Calibration and Claims Reality

A model is calibrated if its predicted probabilities match observed real-world frequencies. If our platform states that a specific class of claims has a 70 percent chance of escalation to litigation, exactly seven out of ten such claims should escalate. Calibration allows a claims executive to trust the output. When a new file hits the desk and the platform outputs a settlement range of $200,000 to $350,000, you know the boundaries are mathematically sound. You can set realistic reserves on day one. You can identify the reserve delta against your current estimates immediately, preventing surprises before trial.

This approach changes how defense spend is allocated. Narrow ranges indicate high confidence and dense historical precedent. The adjuster knows they can move quickly to settle, avoiding protracted legal fees. Wide ranges indicate high uncertainty. This variance is usually driven by missing medical documentation, an unknown plaintiff firm, or compounding severity factors. The platform surfaces the specific drivers behind the uncertainty. The adjuster knows exactly why the range is wide and what specific information is required to narrow it. You negotiate from a position of structural data rather than gut instinct.

Every number in the platform must be traceable to the source documents. A settlement range is useless if the claims handler cannot see the underlying math and the comparable evidence. Because the prediction models are completely distinct from the language models, we can surface the exact resolved cases that anchor the range. The adjuster sees the historical geometry. They see the specific medical codes, jurisdiction factors, and plaintiff attorney behaviors driving the calculation. The AI does not ask for blind faith. It presents a statistical argument backed by known outcomes.

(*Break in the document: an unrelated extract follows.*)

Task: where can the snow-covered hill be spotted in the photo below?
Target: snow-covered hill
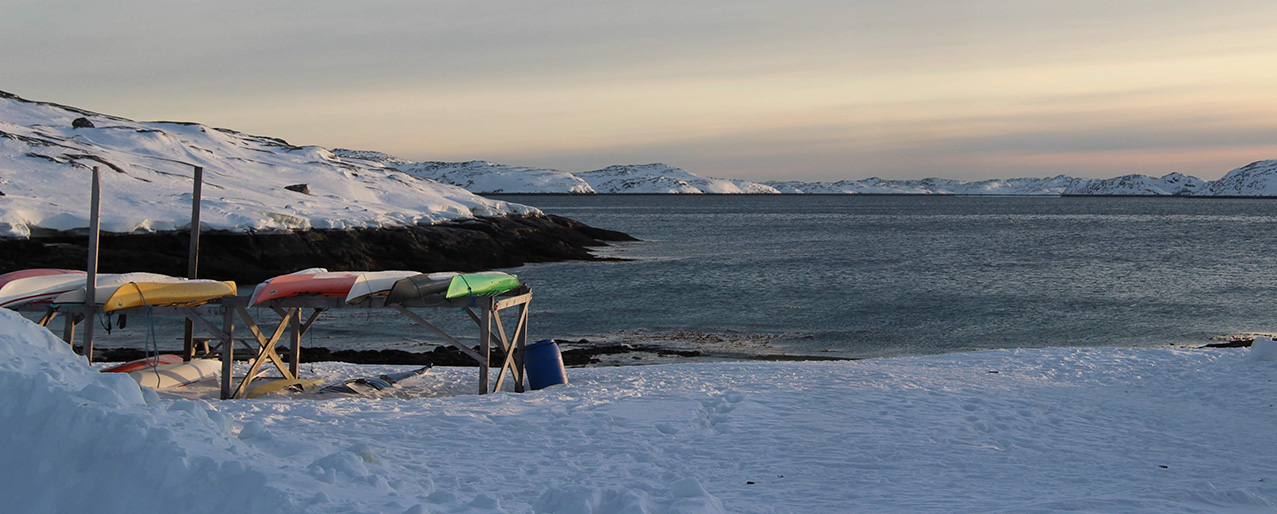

The insurance industry is fighting rising severity, nuclear verdicts, and systemic reserve volatility. Relying on fragile point estimates in this environment is a mathematical failure. True machine learning does not attempt to eliminate uncertainty through false precision. It measures the uncertainty, bounds it, and makes it actionable for the business. A model that admits what it does not know is the only one you can trust with your balance sheet. Stop asking algorithms to predict the future, and start asking them to map the boundaries of your exposure.